Le géant du web, Meta, a annoncé un plan brutal de réduction de 10% de sa main-d'œuvre, soit environ 10 000 postes, et la fermeture de 6 000 postes vacants. L’annonce, faite de manière prématurée, a plongé les employés dans le chaos et l’incertitude. Un véritable « crise de l’âme » comme l’a qualifié un employé.

Une descente aux enfers, dénoncée par les équipes

Les réactions internes ont été immédiates et explosives. Des publications foisonnant d’anxiété, d’humour noir et de questions existentielss’affluencent sur les forums internes. L’un d’eux, cynique, évoquait déjà la nécessité de « mettre à jour son CV », tandis qu’un autre, plus sombre, exprimait son «’envie de se motiver à faire des choses qui puissent être incluses dans mon prochain CV, haha ».

La direction, via un memorandum publié jeudi, a reconnu la situation, admettant que la nouvelle avait déjà fait surface. Janelle Gale, directrice des Ressources Humaines, a tenté d’apporter un peu de réconfort, soulignant que l’annonce, bien que troublante, visait à dissiper une partie de l’incertitude ambiante. Mais l’ambiance reste tendue.

Reuters avait été le premier à signaler ces plans massifs de licenciements en mars, et les employés, depuis, spéculaient sur l’ampleur des coupes. « L’éléphant dans la pièce a été abattu ! » s’est exclamé un employé, faisant référence à la transparence inattendue de l’annonce.

Entre angoisse et pragmatisme

Entre angoisse et pragmatisme

Des captures d’écran d’un « éléphant » (une image faisant référence à l’éléphant dans la pièce) et de « enveloppes destinées à l’éléphant » ont circulé sur les réseaux internes, témoignant de la désespérance et du sarcasme. Certains employés, comme l’un d’eux, qui a débuté il y a une semaine, craignent de perdre leur emploi. « Ça pourrait être mon adieu, » a-t-il écrit, un sentiment partagé par beaucoup.

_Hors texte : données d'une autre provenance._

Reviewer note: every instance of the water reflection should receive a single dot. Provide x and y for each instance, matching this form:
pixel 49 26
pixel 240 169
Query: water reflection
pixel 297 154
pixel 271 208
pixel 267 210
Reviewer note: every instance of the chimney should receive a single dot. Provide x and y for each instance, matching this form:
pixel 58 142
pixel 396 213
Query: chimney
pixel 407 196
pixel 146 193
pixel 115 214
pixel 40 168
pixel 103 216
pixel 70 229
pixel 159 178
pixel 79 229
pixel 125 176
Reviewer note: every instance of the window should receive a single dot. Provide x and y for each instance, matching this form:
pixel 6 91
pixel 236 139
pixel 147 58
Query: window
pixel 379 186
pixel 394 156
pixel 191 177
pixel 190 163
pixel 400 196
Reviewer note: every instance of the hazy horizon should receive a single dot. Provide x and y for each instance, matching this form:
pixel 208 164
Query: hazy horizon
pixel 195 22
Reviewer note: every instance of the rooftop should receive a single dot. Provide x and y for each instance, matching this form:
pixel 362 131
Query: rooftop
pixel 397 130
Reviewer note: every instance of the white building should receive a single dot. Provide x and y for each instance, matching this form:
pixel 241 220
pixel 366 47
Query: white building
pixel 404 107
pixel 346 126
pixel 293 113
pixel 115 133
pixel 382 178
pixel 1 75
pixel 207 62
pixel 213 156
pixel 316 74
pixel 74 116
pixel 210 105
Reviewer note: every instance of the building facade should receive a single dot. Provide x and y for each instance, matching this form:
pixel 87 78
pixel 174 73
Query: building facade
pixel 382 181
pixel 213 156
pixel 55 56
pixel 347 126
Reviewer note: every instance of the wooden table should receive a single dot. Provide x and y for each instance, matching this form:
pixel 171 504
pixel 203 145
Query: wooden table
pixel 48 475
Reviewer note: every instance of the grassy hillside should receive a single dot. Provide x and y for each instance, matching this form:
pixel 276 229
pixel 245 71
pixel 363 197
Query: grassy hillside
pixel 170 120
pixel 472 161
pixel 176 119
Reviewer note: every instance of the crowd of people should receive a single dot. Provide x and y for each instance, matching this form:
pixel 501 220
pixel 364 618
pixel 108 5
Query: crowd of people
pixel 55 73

La pression exercée par la direction s’intensifie également, selon un autre employé, qui affirme que les équipes sont désormais soumises à une surveillance accrue pour atteindre des résultats, dans un contexte d’incertitude totale quant aux services qui seront touchés par les suppressions. « On assume que je suis sur le point d’être viré, peu importe ce que la direction dit, je continue comme si de rien n’était, tout en essayant de maximiser mes chances pour le mois à venir, en attendant de voir ce qui va se passer, » confie-t-il.

Face à cette situation, Meta semble s’inspirer des pratiques de ses concurrents, Microsoft et Google, qui ont proposé des plans de départ anticipé à leurs employés. La question de l’indemnisation reste floue, l’entreprise ayant notamment indiqué que les salariés concernés ne recevraient pas les actions de rachat du 15 août.

Meta : le spectre des tabacs ?

Meta : le spectre des tabacs ?

L’annonce de ces licenciements intervient dans un contexte économique incertain pour le secteur technologique, où les entreprises se montrent de plus en plus prudentes. Certains analystes évoquent l’analogie avec les entreprises du tabac, qui ont connu des périodes de croissance fulgurante suivies de restructurations massives.

La situation est donc loin d’être sereine pour les employés de Meta, qui doivent désormais naviguer dans un climat d’incertitude et de pression. L’avenir reste, pour l’heure, incertain.